From: Dietmar Eggemann
Date: Thu Apr 09 2020 - 09:50:17 EST


On 08.04.20 19:03, Vincent Guittot wrote:
> On Wed, 8 Apr 2020 at 18:31, Dietmar Eggemann <dietmar.eggemann@xxxxxxx> wrote:
>>
>> On 08.04.20 14:29, Vincent Guittot wrote:
>>> On Wed, 8 Apr 2020 at 11:50, Dietmar Eggemann <dietmar.eggemann@xxxxxxx> wrote:
>>
>> [...]
>>
>>>> /**
>>>> diff --git a/kernel/sched/topology.c b/kernel/sched/topology.c
>>>> index 8344757bba6e..74b0c0fa4b1b 100644
>>>> --- a/kernel/sched/topology.c
>>>> +++ b/kernel/sched/topology.c
>>>> @@ -2052,12 +2052,17 @@ build_sched_domains(const struct cpumask *cpu_map, struct sched_domain_attr *att
>>>> /* Attach the domains */
>>>> rcu_read_lock();
>>>> for_each_cpu(i, cpu_map) {
>>>> + unsigned long cap = arch_scale_cpu_capacity(i);
>>>
>>> Why do you replace the use of rq->cpu_capacity_orig by
>>> arch_scale_cpu_capacity(i) ?
>>> There is nothing about this change in the commit message
>>
>> True. And I can change this back.
>>
>> It seems though that the solution is not sufficient because of the
>> 'rd->span &nsub cpu_active_mask' issue discussed under patch 2/4.
>>ap
>> But this remind me of another question I have.
>>
>> Currently we use arch_scale_cpu_capacity() more often (16 times) than
>> capacity_orig_of()/rq->cpu_capacity_orig .
>>
>> What's hindering us to remove rq->cpu_capacity_orig and the code around
>> it and solely rely on arch_scale_cpu_capacity()? I mean the arch
>> implementation should be fast.
>
> Or we can do the opposite and only use capacity_orig_of()/rq->cpu_capacity_orig.
>
> Is there a case where the max cpu capacity changes over time ? So I
> would prefer to use cpu_capacity_orig which is a field of scheduler
> instead of always calling an external arch specific function

I see.

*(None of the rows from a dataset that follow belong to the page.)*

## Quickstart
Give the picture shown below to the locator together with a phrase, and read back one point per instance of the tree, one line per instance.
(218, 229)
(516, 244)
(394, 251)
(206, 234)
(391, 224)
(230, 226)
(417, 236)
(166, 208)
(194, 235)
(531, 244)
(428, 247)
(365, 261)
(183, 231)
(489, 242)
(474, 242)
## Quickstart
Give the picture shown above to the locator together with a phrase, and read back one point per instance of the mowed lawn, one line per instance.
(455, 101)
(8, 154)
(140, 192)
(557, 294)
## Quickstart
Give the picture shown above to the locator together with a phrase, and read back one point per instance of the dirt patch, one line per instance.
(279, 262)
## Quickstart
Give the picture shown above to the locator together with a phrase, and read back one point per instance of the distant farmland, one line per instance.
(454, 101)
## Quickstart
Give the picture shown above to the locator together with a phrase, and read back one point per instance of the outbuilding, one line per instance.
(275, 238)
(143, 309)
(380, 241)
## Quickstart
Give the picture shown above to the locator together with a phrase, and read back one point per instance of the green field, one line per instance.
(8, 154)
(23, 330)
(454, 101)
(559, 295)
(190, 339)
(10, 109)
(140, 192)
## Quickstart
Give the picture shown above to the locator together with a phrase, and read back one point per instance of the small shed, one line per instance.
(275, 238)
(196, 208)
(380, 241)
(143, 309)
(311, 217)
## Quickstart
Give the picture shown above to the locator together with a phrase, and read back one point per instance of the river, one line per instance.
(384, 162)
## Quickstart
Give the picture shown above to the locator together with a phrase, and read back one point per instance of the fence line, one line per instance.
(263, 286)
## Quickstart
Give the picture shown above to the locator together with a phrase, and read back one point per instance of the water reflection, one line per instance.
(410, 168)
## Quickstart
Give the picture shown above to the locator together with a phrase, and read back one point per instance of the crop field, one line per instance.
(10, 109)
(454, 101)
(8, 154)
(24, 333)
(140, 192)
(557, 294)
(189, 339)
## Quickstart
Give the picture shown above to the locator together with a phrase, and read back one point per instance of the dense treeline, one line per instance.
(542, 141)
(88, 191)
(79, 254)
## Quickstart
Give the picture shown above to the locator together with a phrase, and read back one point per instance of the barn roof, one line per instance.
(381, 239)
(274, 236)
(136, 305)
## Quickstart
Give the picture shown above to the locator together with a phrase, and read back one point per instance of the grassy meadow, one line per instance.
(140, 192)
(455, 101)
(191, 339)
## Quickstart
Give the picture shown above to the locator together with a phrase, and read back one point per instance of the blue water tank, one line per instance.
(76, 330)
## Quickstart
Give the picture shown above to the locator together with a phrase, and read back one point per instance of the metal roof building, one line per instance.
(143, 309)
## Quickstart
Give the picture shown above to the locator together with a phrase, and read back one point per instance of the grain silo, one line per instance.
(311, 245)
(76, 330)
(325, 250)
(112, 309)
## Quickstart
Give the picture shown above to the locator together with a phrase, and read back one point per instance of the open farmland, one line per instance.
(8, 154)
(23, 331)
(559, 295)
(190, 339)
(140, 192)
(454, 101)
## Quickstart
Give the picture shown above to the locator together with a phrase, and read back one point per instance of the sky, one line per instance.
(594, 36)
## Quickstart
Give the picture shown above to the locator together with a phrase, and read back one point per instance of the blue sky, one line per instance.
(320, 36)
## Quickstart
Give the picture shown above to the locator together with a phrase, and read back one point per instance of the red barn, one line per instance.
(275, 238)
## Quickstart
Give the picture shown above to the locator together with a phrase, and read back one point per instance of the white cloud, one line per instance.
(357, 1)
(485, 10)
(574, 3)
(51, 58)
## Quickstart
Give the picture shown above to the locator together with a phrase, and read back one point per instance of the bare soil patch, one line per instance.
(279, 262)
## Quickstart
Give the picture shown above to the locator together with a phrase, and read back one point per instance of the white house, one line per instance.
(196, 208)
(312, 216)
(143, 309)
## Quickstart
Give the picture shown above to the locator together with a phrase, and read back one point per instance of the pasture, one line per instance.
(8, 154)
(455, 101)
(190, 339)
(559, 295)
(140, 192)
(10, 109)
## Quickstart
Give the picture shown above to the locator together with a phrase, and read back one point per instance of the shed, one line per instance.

So far it only changes during startup.

And it looks like that asym_cpu_capacity_level() [topology.c] would fail
if we would use capacity_orig_of() instead of arch_scale_cpu_capacity().

post_init_entity_util_avg() [fair.c] and sugov_get_util()
[cpufreq_schedutil.c] would be temporarily off until
update_cpu_capacity() has updated cpu_rq(cpu)->cpu_capacity_orig.

compute_energy() [fair.c] is guarded by sched_energy_enabled() from
being used at startup.

scale_rt_capacity() could be changed in case we call it after the
cpu_rq(cpu)->cpu_capacity_orig = arch_scale_cpu_capacity(cpu) in
update_cpu_capacity().

The Energy Model (and CPUfreq cooling) code would need
capacity_orig_of() exported. arch_scale_cpu_capacity() currently is
exported via include/linux/sched/topology.h.

I guess Pelt and 'scale invariant Deadline bandwidth enforcement' should
continue using arch_scale_cpu_capacity() in sync with
arch_scale_freq_capacity().

IMHO it's hard to give clear advice when to use the one or the other.

We probably don't want to set cpu_rq(cpu)->cpu_capacity_orig in the arch
cpu scale setter. We have arch_scale_cpu_capacity() to decouple that.